Department of Biomedical Data Sciences, Leiden University Medical Center, Leiden, the Netherlands.
Department of Statistics, Columbia University, New York.
NEJM Evid. 2024 Jan;3(1):EVIDoa2300003. doi: 10.1056/EVIDoa2300003. Epub 2023 Dec 22.

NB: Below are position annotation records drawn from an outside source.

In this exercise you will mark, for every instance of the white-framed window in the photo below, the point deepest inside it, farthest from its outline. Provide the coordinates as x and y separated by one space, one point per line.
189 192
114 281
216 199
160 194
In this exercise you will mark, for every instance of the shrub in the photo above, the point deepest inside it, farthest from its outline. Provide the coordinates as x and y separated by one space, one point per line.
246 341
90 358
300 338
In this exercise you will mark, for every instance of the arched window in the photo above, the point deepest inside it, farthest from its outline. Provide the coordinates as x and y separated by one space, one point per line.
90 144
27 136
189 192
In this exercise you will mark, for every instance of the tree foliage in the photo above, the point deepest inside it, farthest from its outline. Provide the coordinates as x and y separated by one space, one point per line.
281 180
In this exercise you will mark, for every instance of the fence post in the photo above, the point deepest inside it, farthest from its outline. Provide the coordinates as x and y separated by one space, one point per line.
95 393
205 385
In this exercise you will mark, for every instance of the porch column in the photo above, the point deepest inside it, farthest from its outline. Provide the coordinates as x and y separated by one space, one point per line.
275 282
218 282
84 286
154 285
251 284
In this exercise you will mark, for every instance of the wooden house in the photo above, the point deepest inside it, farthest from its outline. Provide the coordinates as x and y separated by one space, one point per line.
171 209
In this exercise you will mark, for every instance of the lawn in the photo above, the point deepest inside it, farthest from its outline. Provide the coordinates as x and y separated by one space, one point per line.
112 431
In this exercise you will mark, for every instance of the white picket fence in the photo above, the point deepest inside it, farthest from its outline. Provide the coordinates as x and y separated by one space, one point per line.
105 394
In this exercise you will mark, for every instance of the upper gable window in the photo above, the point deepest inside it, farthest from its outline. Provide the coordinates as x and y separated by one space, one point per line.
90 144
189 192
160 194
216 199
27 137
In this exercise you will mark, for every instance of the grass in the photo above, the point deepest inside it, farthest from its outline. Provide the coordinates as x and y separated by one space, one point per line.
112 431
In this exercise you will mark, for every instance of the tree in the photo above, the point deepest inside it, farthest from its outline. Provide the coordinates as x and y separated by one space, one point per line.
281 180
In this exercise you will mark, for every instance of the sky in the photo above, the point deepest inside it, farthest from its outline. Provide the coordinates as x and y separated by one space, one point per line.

We have examined the primary efficacy results of 23,551 randomized clinical trials from the Cochrane Database of Systematic Reviews. METHODS: We estimate that the great majority of trials have much lower statistical power for actual effects than the 80 or 90% for the stated effect sizes. Consequently, “statistically significant” estimates tend to seriously overestimate actual treatment effects, “nonsignificant” results often correspond to important effects, and efforts to replicate often fail to achieve “significance” and may even appear to contradict initial results. To address these issues, we reinterpret the P value in terms of a reference population of studies that are, or could have been, in the Cochrane Database. RESULTS: This leads to an empirical guide for the interpretation of an observed P value from a “typical” clinical trial in terms of the degree of overestimation of the reported effect, the probability of the effect’s sign being wrong, and the predictive power of the trial. CONCLUSIONS: Such an interpretation provides additional insight about the effect under study and can guard medical researchers against naive interpretations of the P value and overoptimistic effect sizes. Because many research fields suffer from low power, our results are also relevant outside the medical domain. (Funded by the U.S. Office of Naval Research.)
我们检查了来自 Cochrane 系统评价数据库的 23551 项随机临床试验的主要疗效结果。
我们估计,绝大多数试验的实际效果的统计效力远低于规定效果大小的 80%或 90%。因此,“统计学上显著”的估计往往严重高估了实际治疗效果,“无统计学意义”的结果通常对应于重要的效果,而努力复制往往无法达到“显著”,甚至可能看起来与最初的结果相矛盾。为了解决这些问题,我们根据 Cochrane 数据库中已经存在或可能存在的研究参考人群重新解释 P 值。
这导致了一种经验性的指导,用于根据报告效果的高估程度、效果符号错误的概率以及试验的预测能力,从“典型”临床试验中观察到的 P 值来解释。
这种解释提供了关于研究中效果的额外见解,并可以防止医学研究人员对 P 值和过于乐观的效果大小进行盲目解释。由于许多研究领域的效力较低,我们的结果在医学领域之外也具有相关性。(由美国海军研究办公室资助)。